Pas d’accès à l’eau potable ou à des semences résistantes : les coupes budgétaires de la Confédération dans la coopération internationale (CI) ont de graves conséquences pour les populations des pays du Sud global. Nicole Stolz, responsable du département coopération au développement chez SWISSAID, explique les conséquences de ces coupes et le rôle que joue à cet égard la réduction de l’USAID par Trump.
« direct » : Le Parlement a décidé de supprimer une partie du budget de la coopération internationale pour 2025 et de réduire le cadre financier 2025-2028 au profit de l’armement. Qu’avez-vous pensé après le vote final juste avant Noël ?
Nicole Stolz : J’ai pensé : « C’est un beau cadeau que la Suisse fortunée fait au monde ». Même si je peux comprendre que la situation mondiale nécessite des investissements ciblés dans la capacité de défense, il est néanmoins désastreux de le faire sans plan et aux dépens des personnes les plus pauvres du monde. Les coupes budgétaires sont également, d’un point de vue financier, insensées. L’année dernière, la Suisse a pratiquement atteint un bilan équilibré, notamment grâce au commerce des matières premières.
«Nous disposons désormais d’un demi-million de moins. Cela signifie entre autres qu’environ 200 000 personnes au Niger n’auront pas accès à des semences résistantes.»
« direct » : Grâce au commerce des matières premières dans les pays du Sud global.
Nicole Stolz : Exactement, la Suisse se réjouit des impôts versés par Glencore et compagnie. Il s’agit d’argent provenant des pays du Sud global. Précisément là où les gens souffrent massivement des conséquences du changement climatique, que nous avons principalement causé dans les pays du Nord. Il est incompréhensible que nous ne soyons pas solidaires avec ces personnes et que nous réduisions nos aides précisément dans ces pays.
« direct » : Pouvez-vous déjà estimer les conséquences de ces coupes budgétaires sur vos projets et surtout sur la vie des personnes qui en bénéficient ?
Nicole Stolz : Contrairement à l’armée suisse, nous connaissons très bien nos chiffres et notre budget. Nous disposons désormais d’un demi-million de moins, soit plus de 10 % par rapport à l’année budgétaire précédente.
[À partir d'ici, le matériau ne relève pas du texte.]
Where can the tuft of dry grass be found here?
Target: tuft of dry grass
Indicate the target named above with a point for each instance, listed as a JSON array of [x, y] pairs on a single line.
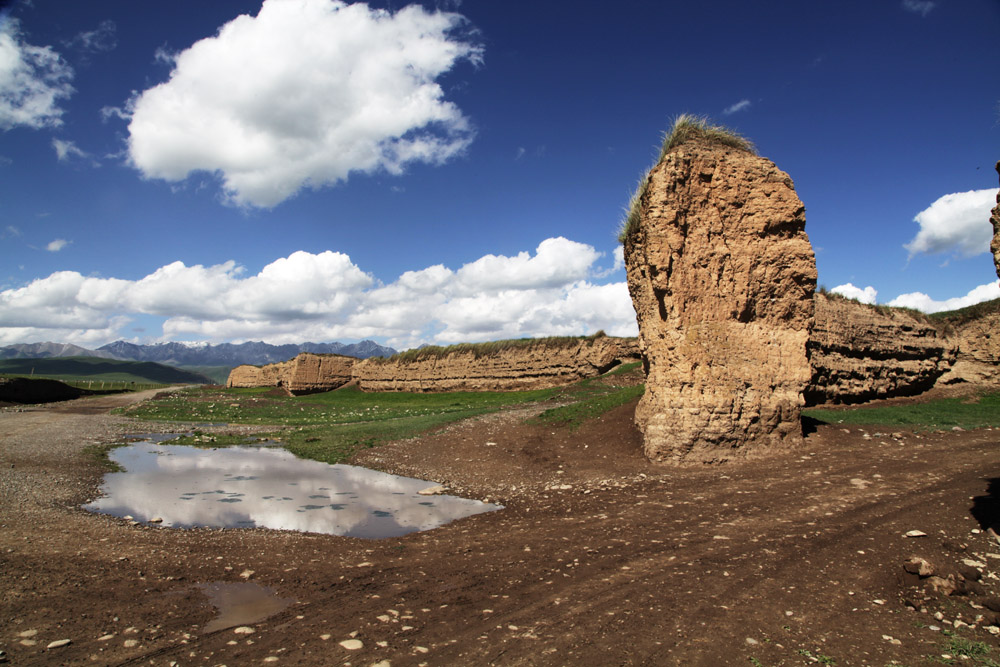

Cela signifie entre autres qu’environ 200 000 personnes au Niger n’auront pas accès à des semences résistantes, qui s’adapteraient mieux au changement climatique. Et que nous devrons construire moins de puits, ce qui signifie que moins de personnes auront accès à de l’eau potable ou à de l’eau d’irrigation.
« direct » : Cela a-t-il également une influence sur l’aide humanitaire ?
Nicole Stolz : SWISSAID est active dans la coopération au développement à long terme, moins dans l’aide humanitaire. Nous ouvrons des perspectives pour les personnes qui vivent dans des conditions difficiles dans leur pays. Le changement climatique aggrave de plus en plus leur situation. La réduction actuelle du budget du développement entrave la mise en place de solutions durables. Ces dernières ont jusqu’à présent permis aux populations du Sud global de gagner leur vie et de disposer de suffisamment de nourriture. Mais les coupes budgétaires touchent bien sûr aussi d’autres organisations, et donc l’aide humanitaire.
«Si les gens vivent dans des conditions misérables ou craignent la mort, ils et elles continueront d’essayer de venir en Europe.»
« direct » : La coopération internationale a pour but d’offrir aux gens des perspectives dans leur pays d’origine. Cela permet-il aussi de lutter contre les causes de fuite ?
Nicole Stolz : Oui, la pauvreté a considérablement diminué et le niveau d’éducation a augmenté grâce à la coopération internationale. Nous pouvons le prouver. Ce travail à long terme sur des solutions globales et sur l’ouverture de perspectives individuelles sur place permet également de réduire le nombre de personnes qui doivent quitter leur pays d’origine.
« direct » : Cela serait en fait également dans l’intérêt des partis tels que le PLR et l’UDC, qui ont voté en faveur de la réduction des fonds.
Nicole Stolz : Celles et ceux qui croient que l’armement militaire et le cloisonnement des frontières extérieures peuvent empêcher la migration se trompent complètement. Si les gens vivent dans des conditions misérables ou craignent la mort, ils et elles continueront d’essayer de venir en Europe. Cela ne peut être compensé que si l’écart entre le Nord et le Sud est réduit.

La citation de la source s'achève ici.